Thorough characterisation is essential for efficient and knowledge-led cell culture process development in biomanufacturing. Despite diverse applications of rocked bag bioreactors, there is currently little understanding of the fundamental determinants of fluid mixing and mass transfer, and the effects that these would have on cell culture kinetics, product quality and cell physiology. A rocked bag bioreactor has been fully evaluated at 10 to 50 L scale. Under typical operating conditions, single-use rocked bag bioreactor tm were found to vary from 7-71 s, kLa(O2) from 3.5-29 h -1 and kLa(CO2) from 0.6-2.7 h -1 , with the rocking rate found to cause gas entrainment above 20 min-1 . A GS-CHO cell line cultured under controlled fed-batch conditions at low rocking rate to produce surface aeration achieved significantly higher cell specific antibody productivities.

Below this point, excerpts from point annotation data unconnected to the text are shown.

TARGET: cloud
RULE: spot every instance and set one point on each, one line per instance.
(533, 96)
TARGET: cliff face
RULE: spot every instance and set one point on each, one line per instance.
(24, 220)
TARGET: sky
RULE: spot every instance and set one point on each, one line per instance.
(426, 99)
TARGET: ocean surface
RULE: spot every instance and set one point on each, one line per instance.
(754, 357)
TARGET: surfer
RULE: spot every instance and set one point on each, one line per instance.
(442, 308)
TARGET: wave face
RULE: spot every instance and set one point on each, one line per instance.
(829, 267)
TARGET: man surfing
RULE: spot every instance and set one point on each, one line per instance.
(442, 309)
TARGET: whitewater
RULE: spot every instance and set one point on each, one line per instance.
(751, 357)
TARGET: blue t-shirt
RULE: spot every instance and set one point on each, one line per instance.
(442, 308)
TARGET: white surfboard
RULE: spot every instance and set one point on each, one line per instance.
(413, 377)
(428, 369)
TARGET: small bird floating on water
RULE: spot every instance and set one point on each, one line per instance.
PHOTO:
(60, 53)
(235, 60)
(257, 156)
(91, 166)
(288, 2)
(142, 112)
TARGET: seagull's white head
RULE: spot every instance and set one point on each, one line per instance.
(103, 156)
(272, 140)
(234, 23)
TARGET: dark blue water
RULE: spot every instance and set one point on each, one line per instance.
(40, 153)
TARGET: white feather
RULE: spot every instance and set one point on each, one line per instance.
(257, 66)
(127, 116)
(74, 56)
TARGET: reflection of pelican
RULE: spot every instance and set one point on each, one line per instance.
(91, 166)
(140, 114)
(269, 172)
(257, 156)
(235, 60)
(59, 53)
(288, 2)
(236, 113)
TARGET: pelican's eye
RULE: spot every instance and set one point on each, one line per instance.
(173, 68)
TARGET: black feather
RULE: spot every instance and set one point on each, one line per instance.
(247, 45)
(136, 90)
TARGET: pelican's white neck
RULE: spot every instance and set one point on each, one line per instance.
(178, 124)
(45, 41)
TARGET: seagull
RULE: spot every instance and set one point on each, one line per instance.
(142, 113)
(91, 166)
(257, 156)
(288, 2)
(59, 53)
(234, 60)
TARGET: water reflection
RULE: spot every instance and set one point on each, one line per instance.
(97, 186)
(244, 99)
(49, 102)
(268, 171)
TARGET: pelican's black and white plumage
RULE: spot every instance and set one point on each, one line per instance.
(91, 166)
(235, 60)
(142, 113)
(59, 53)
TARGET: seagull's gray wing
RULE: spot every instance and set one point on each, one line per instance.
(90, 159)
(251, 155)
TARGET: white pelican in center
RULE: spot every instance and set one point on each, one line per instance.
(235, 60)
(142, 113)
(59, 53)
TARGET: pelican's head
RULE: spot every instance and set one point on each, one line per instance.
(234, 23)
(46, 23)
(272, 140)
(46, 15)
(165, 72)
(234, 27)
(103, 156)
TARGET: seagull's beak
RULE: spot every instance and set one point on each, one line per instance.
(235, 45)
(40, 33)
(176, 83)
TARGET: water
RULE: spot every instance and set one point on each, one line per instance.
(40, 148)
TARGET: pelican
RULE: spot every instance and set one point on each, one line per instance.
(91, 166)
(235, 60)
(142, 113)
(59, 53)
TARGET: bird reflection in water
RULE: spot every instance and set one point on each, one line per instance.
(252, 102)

However, these cells were significantly less robust at harvest than cells cultured in the presence of a dispersed gas phase in rocked bags or stirred tanks. A fabricated rocked bag mimic was fluid dynamically characterised using particle image velocimetry. It was found that increasing rocking rate from 25 to 42 min-1 produced an 8-fold increase in turbulence kinetic energy, giving the rocked bag similar fluid dynamic characteristics to a stirred tank. The gas entrainment noted at higher rocking rates was connected to the fluid transitioning out of phase at higher rocking rates. A detailed cell culture kinetic, physiological and transcriptomic evaluation demonstrated that cells cultured in the rocked bag operated to entrain gas matched very closely those cultured in a stirred tank. Cells cultured in a bubble free environment exhibited several indications of higher stress, despite identical cell culture kinetics to the stirred tank. In a second industrial GS-CHO cell line, the specific productivity of the cells cultured in entrained gas phase bags was again found to be lower than those cells cultured in surface aerated bags, however the product quality was not significantly impacted. Abstract 5 In summary, this work demonstrates the flexibility of rocked bags as alternative single-use bioreactor designs.